Equally as alluring, with SurfaceSound those same actuators can also be used in parallel to generate rich, dispersive audio from any surface, eliminating the need for discrete speaker cones altogether. The icing on the cake is down to the inherent frequency range separation of both functions, they can be employed simultaneously!
Following the demonstration, I found myself pondering the innumerable applications that would benefit from such tactile feedback as I’m sure my readers are now. For this report, I’ll focus on those potential applications that excited me most, though Redux ST has considered the full range of applications in depth.
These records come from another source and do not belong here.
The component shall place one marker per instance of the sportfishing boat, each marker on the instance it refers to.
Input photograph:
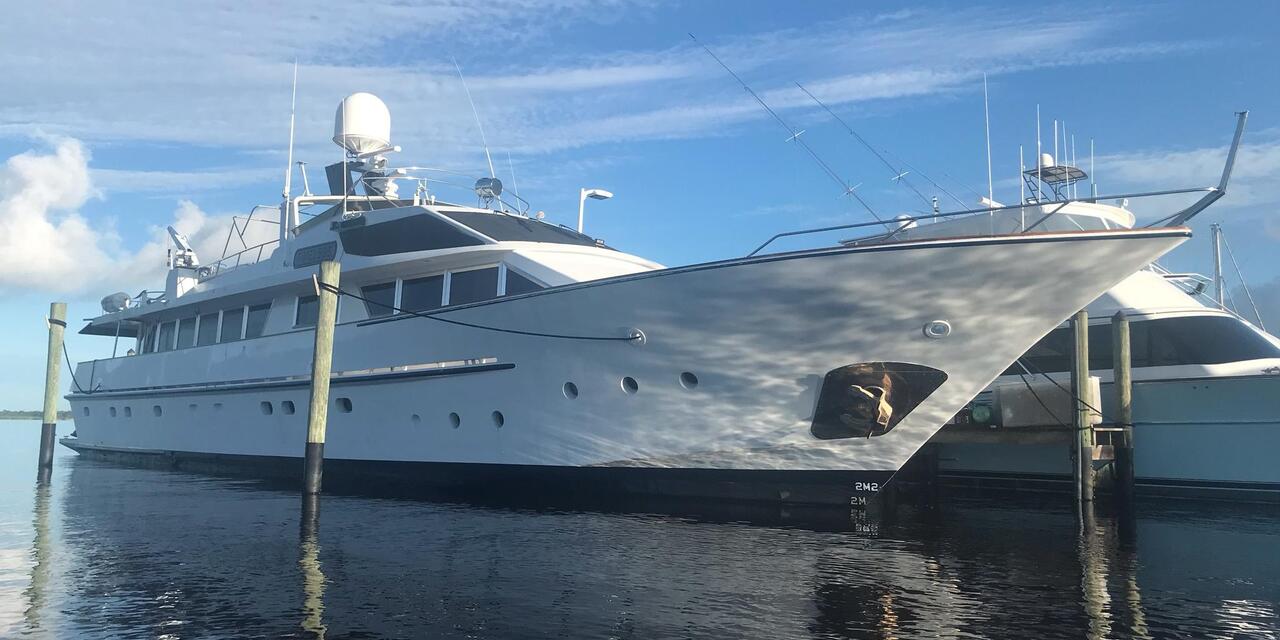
(1206, 382)
(485, 350)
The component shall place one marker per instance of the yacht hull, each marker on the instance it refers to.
(726, 379)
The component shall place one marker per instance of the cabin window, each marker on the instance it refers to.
(233, 324)
(519, 283)
(1161, 342)
(472, 286)
(307, 312)
(149, 339)
(379, 298)
(186, 333)
(423, 293)
(208, 330)
(167, 334)
(256, 320)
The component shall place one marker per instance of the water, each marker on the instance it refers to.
(114, 552)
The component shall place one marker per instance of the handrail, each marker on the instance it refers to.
(219, 266)
(906, 219)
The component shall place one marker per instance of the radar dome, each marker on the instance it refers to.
(117, 302)
(362, 124)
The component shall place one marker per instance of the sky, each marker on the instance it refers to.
(124, 117)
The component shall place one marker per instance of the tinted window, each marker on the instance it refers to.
(186, 333)
(1164, 342)
(233, 319)
(167, 332)
(423, 293)
(309, 311)
(208, 329)
(149, 339)
(472, 286)
(517, 284)
(379, 298)
(256, 321)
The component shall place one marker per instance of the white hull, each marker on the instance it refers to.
(759, 334)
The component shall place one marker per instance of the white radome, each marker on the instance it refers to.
(362, 124)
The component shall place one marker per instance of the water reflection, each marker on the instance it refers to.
(41, 558)
(158, 553)
(309, 561)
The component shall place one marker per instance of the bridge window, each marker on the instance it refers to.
(208, 330)
(1161, 342)
(256, 320)
(423, 293)
(187, 333)
(167, 334)
(307, 312)
(379, 298)
(233, 324)
(472, 286)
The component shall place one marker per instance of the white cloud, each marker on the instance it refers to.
(50, 246)
(205, 74)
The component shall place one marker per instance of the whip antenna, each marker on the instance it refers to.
(483, 142)
(293, 108)
(795, 137)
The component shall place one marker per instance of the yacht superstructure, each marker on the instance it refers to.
(480, 347)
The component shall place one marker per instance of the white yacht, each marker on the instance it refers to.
(1206, 382)
(485, 350)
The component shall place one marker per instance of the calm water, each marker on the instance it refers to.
(113, 552)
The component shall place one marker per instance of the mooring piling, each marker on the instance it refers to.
(321, 365)
(53, 362)
(1083, 469)
(1123, 385)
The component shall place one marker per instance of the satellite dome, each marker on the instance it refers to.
(362, 124)
(117, 302)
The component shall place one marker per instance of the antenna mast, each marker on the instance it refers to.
(286, 214)
(986, 113)
(483, 141)
(1093, 186)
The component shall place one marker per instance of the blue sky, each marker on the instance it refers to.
(124, 117)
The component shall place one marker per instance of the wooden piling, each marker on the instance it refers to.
(53, 364)
(1123, 387)
(1083, 470)
(321, 365)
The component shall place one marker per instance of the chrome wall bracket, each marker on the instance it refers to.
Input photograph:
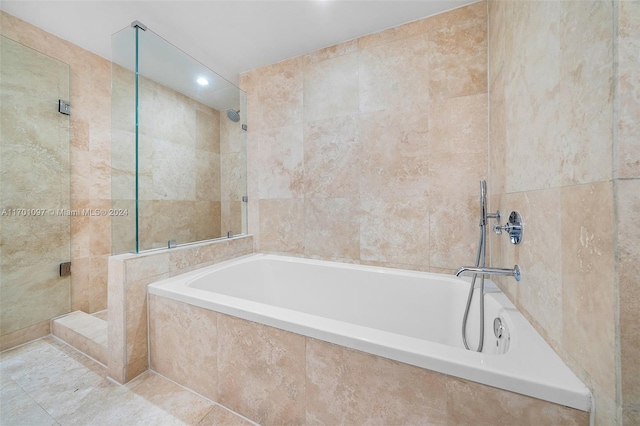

It continually perplexes me that whilst strict laws govern me even touching my smartphone whilst at the helm of a road vehicle, I’m free to spend as much time as I desire interacting with my vehicle’s integrated touchscreen multimedia system; of course this is at the expense of interacting with the road ahead, which is more than arguably more important. In respect to the constant escalation of the importance of safety in new vehicle design, the ubiquitous deployment of non-tactile touchscreens somewhat an enigma. Employing haptic feedback techniques enables the driver to feel touchscreen buttons, thus keep their eyes fixed firmly on the road ahead. Such an approach is scalable to military vehicles and avionics, improving safety in extreme environments.
Another bugbear of mine is the drive to create ever thinner display devices, principally televisions and smartphones has been at the expense of audio volume and quality, as conical speakers rely on available depth which is decreasingly on offer. My television can only address this with a discrete sound bar, and my smartphone by directing audio at my feet! SurfaceSound not only resolves these issues, but enables even thinner devices by removing that conical speaker requirement altogether.
Historically in the embedded industry, implementing any kind of local audio capability and achieving a worthwhile IP rating were mutually exclusive due to required speaker vents. SurfaceSound permits the most stringent IP ratings for embedded devices and is equally transferable to white goods applications where liquid ingress, heat, and vibration resistance are just as critical design considerations.
I’ve little doubt we’ll see either or both implementations rise exponentially in popularity in the near future. Phase 1 will be driven by need, addressing flaws in existing safety critical applications, whilst Phase 2 will be driven by desire, by an end user hungry for multi-sensory interactivity with their devices. From augmented reality systems with spatialized voice overlays to virtual switches and buttons that talk directly to you and, critically, touchscreens you never need to look at – the future of fallible mechanical human interfaces is looking very shaky indeed.